09:03 nikunj97 has joined #ste||ar

09:46 nikunj97 has quit [Read error: Connection reset by peer]

09:48 nikunj97 has joined #ste||ar

10:21 <zao> If I'm writing a HPX application from scratch on a cluster, what version is the most likely to actually work? 1.4.1, stable, master-HEAD?

10:21 <zao> A bit tempted to see if I can futurize this thing.

10:21 <nikunj97> zao, from my experience I'd say master-HEAD

10:21 <nikunj97> 1.4.1 does not have the new block executor

10:22 <heller1> 1.4.1 or stable would be my choice

10:22 <nikunj97> also there were problems with APEX integration

10:22 <nikunj97> that I faced, which recently got fixed in master

10:22 <heller1> stable is almost HEAD but with circle having passed

10:22 <nikunj97> aah, then stable I'd say

10:25 <nikunj97> heller1, I'm finally getting better performances in Hi1616

10:25 <nikunj97> at least near peak bandwidth performance

10:26 <heller1> Great, what did you change?

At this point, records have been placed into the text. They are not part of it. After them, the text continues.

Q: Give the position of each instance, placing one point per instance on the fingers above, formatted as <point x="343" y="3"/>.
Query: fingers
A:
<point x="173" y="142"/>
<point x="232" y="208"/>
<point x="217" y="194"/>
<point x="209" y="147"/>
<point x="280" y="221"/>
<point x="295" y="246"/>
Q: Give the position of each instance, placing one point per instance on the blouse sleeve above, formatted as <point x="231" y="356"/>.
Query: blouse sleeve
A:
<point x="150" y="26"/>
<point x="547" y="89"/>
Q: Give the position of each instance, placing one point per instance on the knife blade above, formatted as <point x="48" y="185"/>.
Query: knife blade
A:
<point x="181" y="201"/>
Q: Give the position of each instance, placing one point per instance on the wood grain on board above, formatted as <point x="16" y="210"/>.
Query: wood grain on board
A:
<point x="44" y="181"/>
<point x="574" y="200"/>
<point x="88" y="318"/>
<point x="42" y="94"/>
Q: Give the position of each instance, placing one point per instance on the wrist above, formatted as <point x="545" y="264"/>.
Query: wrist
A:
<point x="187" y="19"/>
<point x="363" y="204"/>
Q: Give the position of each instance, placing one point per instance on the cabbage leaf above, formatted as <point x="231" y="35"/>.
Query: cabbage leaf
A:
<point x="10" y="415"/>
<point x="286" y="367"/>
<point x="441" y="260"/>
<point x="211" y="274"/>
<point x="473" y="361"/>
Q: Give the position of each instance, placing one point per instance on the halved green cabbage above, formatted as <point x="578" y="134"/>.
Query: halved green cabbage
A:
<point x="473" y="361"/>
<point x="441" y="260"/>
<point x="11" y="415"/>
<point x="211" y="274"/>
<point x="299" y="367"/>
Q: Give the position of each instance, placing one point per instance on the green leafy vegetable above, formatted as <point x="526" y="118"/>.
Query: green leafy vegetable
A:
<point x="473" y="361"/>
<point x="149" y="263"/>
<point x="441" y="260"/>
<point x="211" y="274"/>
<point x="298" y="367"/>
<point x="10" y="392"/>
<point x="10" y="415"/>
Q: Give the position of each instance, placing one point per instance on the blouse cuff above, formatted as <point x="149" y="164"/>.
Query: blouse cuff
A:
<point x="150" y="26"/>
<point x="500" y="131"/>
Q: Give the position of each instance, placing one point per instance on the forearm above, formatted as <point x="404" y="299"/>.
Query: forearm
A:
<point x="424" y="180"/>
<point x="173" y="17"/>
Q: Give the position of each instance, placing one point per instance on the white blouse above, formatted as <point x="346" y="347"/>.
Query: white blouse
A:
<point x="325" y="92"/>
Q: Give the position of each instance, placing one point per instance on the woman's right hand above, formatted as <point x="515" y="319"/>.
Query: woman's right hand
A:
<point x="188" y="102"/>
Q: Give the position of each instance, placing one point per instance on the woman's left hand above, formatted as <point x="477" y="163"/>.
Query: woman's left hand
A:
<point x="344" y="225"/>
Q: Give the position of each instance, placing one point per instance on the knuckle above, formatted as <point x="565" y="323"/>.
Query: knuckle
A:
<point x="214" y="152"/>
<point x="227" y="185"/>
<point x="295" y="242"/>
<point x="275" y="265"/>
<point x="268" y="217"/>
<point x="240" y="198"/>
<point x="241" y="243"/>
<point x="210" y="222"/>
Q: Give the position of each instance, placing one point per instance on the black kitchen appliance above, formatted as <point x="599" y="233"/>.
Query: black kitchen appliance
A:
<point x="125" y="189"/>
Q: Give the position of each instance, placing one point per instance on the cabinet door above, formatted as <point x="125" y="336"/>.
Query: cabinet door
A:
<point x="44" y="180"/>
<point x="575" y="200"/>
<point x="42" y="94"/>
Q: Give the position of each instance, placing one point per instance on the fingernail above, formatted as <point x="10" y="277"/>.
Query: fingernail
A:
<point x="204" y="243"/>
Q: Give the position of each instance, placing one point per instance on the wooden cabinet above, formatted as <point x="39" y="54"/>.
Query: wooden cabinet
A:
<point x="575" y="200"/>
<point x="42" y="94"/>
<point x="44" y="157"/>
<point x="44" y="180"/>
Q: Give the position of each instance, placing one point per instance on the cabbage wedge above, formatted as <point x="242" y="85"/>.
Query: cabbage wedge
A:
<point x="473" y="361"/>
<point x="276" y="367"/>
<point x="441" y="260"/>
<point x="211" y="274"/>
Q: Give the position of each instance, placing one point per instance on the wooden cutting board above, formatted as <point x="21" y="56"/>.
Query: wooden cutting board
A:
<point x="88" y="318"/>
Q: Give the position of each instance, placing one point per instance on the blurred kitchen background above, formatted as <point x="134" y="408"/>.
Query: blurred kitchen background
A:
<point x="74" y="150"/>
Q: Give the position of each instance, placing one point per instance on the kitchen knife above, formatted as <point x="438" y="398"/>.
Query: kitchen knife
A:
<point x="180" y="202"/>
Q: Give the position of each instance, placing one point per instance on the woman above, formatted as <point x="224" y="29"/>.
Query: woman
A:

10:27 <nikunj97> it was previously using an older arm-hpc-compiler

10:27 <nikunj97> plus there was a problem with nsimd that I noticed yesterday

10:27 <nikunj97> they've corrected that

10:27 <nikunj97> these 2 changes were honestly enough to make the change

10:28 <nikunj97> plus nsimd was previously built with gcc while everything else was arm-hpc-compiler

10:28 <nikunj97> I was looking at hpx side of things while the problem lied somewhere else

10:29 <nikunj97> I realized all of this when I was building everything from scratch yesterday for my final benchmarking

10:29 <zao> `-fgo-fast-plz`

10:31 <nikunj97> heller1, I didn't think this would make this big a difference, but this is what it is ;)

10:32 <nikunj97> 64 core performance is still not optimal though, even when thread-idle rate is about 11% for both 32 and 64 core. If it's about the same for both, I speculate that the cpu is waiting memory is being fetched. I'll get stream results again and see for myself.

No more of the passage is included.